Kudos to whomever championed this change in affiliate commissions!
(I hope some of the top Ancestry affiliates will comment on the changes…)
(Note: Although I founded MyFamily.com and Ancestry.com and initiated affiliate marketing there, I am currently not affiliated with MyFamily.com in any official role, and my opinions are simply private thoughts.)
While I\’m blogging about MyFamily (for the first time in a long time), I might as well mention that I found it very interesting that the Seattle office is trying to hire Web 2.0 engineers for a long-overdue MyFamily site redesign. At a recent family reunion I fielded all kinds of complaints from relatives who are having problems with the current MyFamily.com site (which really hasn\’t changed much in five years.) I get pretty excited when I think about what MyFamily.com could be doing with this property. It\’s going to be exciting to watch. Seattle is also looking for a marketing director (for this property) that also has affiliate marketing experience. I tried to spearhead the launch of an affiliate program for MyFamily.com more than five years ago, but it never got a high priority from the company.

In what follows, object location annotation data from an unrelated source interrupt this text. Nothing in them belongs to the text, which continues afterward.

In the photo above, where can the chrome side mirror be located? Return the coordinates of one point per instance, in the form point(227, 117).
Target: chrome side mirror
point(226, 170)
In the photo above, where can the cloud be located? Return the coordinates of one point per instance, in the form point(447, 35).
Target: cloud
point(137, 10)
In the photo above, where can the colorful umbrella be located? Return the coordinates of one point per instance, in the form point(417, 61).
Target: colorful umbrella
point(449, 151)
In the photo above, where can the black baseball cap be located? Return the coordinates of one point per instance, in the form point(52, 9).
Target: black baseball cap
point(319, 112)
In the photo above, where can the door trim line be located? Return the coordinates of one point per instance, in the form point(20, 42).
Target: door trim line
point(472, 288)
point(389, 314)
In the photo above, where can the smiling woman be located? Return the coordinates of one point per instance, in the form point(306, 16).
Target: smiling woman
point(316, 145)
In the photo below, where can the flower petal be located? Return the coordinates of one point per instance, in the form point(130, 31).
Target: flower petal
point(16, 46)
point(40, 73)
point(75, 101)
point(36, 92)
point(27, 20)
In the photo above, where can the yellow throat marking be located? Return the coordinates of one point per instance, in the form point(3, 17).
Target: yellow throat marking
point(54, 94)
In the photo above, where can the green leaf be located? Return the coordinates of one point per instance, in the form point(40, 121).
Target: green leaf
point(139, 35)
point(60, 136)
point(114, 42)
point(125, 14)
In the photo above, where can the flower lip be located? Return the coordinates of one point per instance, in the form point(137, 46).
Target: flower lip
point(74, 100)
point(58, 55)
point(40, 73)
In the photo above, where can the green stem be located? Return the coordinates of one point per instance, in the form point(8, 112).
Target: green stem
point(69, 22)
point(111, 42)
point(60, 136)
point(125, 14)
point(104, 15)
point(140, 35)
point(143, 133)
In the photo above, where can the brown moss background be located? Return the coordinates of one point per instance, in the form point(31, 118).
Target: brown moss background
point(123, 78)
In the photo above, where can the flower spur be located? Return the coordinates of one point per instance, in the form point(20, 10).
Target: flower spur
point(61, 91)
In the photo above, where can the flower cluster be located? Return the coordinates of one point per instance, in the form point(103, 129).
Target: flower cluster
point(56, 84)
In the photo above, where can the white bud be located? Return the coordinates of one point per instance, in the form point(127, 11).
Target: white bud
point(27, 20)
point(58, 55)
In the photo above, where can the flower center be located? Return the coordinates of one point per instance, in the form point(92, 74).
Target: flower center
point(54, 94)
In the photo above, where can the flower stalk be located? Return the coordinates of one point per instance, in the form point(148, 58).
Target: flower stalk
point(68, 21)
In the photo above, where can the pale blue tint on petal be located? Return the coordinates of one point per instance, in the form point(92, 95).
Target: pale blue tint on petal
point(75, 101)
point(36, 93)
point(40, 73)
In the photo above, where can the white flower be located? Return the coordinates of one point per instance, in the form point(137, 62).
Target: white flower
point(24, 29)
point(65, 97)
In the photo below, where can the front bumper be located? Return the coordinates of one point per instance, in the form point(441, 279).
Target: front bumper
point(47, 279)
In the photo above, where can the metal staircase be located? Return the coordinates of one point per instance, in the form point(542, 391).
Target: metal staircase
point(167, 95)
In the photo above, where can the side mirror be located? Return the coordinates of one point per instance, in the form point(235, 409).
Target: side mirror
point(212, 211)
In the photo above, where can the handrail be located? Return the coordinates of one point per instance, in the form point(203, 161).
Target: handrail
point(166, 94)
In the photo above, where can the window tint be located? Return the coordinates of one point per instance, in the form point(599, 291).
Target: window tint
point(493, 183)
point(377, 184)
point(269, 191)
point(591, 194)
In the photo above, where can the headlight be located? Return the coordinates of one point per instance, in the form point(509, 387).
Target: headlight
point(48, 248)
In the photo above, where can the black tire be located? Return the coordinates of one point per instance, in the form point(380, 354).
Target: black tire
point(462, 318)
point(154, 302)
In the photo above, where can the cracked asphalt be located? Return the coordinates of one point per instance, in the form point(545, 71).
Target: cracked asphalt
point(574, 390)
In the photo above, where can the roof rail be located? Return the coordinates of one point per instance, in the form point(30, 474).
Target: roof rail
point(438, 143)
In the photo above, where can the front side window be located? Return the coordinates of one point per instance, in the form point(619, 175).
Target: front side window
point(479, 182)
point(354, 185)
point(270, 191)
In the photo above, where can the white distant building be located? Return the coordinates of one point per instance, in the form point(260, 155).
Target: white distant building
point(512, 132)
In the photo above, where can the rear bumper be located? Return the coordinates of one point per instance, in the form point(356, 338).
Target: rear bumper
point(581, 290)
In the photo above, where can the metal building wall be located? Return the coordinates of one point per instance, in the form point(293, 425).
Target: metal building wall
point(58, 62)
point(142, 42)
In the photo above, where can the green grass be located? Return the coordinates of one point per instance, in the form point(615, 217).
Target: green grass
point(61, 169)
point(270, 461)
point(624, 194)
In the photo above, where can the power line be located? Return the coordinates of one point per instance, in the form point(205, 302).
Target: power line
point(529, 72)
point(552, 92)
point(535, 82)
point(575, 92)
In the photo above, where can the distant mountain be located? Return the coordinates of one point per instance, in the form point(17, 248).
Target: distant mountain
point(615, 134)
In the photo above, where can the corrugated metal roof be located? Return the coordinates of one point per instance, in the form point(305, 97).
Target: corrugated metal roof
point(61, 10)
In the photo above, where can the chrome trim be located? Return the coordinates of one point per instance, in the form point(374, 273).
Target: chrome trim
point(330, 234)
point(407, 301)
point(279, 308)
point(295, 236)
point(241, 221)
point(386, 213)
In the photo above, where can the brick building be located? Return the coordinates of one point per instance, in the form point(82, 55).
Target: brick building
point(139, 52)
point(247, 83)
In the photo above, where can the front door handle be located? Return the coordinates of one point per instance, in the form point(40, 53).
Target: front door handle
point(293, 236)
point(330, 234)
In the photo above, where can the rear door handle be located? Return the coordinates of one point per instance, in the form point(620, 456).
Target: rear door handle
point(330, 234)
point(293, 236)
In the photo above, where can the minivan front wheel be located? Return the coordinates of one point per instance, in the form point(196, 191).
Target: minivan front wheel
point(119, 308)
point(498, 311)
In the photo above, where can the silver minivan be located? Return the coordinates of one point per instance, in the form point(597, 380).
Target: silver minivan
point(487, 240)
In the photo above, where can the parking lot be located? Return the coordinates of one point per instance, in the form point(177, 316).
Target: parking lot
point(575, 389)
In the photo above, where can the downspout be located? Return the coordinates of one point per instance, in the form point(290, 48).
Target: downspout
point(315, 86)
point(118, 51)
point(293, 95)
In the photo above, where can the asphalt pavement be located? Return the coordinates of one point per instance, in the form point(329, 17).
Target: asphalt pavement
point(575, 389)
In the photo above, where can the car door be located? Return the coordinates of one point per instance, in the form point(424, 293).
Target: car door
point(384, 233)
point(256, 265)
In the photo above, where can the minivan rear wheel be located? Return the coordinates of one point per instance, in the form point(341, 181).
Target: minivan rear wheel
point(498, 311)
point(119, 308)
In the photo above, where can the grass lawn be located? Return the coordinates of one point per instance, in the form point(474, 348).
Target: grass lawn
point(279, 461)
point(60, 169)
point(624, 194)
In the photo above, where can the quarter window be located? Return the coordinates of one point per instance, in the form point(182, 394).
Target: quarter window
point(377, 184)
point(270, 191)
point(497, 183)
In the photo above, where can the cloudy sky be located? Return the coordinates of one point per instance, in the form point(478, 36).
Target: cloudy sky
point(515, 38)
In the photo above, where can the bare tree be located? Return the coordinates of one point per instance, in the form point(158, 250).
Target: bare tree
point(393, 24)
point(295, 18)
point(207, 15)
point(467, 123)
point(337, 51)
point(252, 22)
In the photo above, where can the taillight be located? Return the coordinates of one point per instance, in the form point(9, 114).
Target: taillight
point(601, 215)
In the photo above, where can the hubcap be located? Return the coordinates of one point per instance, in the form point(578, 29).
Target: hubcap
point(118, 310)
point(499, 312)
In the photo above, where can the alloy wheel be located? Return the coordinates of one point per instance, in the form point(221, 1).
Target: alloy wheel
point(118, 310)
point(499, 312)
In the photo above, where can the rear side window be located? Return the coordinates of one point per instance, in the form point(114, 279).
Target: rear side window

4 thoughts on “Ancestry Ups Affiliate Commissions”
While it sounds like an in increase, it really isn’t. Based on the way the tiers are structured – and compared to the current bonus structure for monthly subscriptions – it’s a pay cut.
Many affiliates will lose about 20% to 25%.
True. As far as I can tell it is NOT an increase. According to the new commission structure my sites will produce less commission. It is a cut in commissions.
This new structure is sugar coated to sound good, but the bonus tiers are not applied to total sales as they were before, only to the sales in each level. For instance, the 10% bonus for exceeding $3,000 in sales only applies to sales over $3,000. For instance if your sites generates $3,100 in sales in a given month, your bonus is not $310, it is $10 (Whoopie, isn’t that a motivator!). The vast majority of Ancestry.com affiliates never exceed the first bonus level so the new structure does not effect them. However, sites that work the hardest and earn the most revenue for Ancestry.com will lose the most money, some into the thousands! Many of these sites spend lots of money promoting their sites in order to drive sales to Ancestry.com. It is now becoming cost prohibitive to devote great amounts of money, real estate and time to servicing Ancestry.com’s ads. With only so much prime space on a page, this move by Ancestry.com opens the door for other genealogy affiliate programs to fill the gap. I look for a push from other online genealogy sites to grab a bigger slice of the affilate sales generated from the thousands of family sites online today.
A very intereesting discussion for me, as I’ve only recently become an Ancestry affiliate.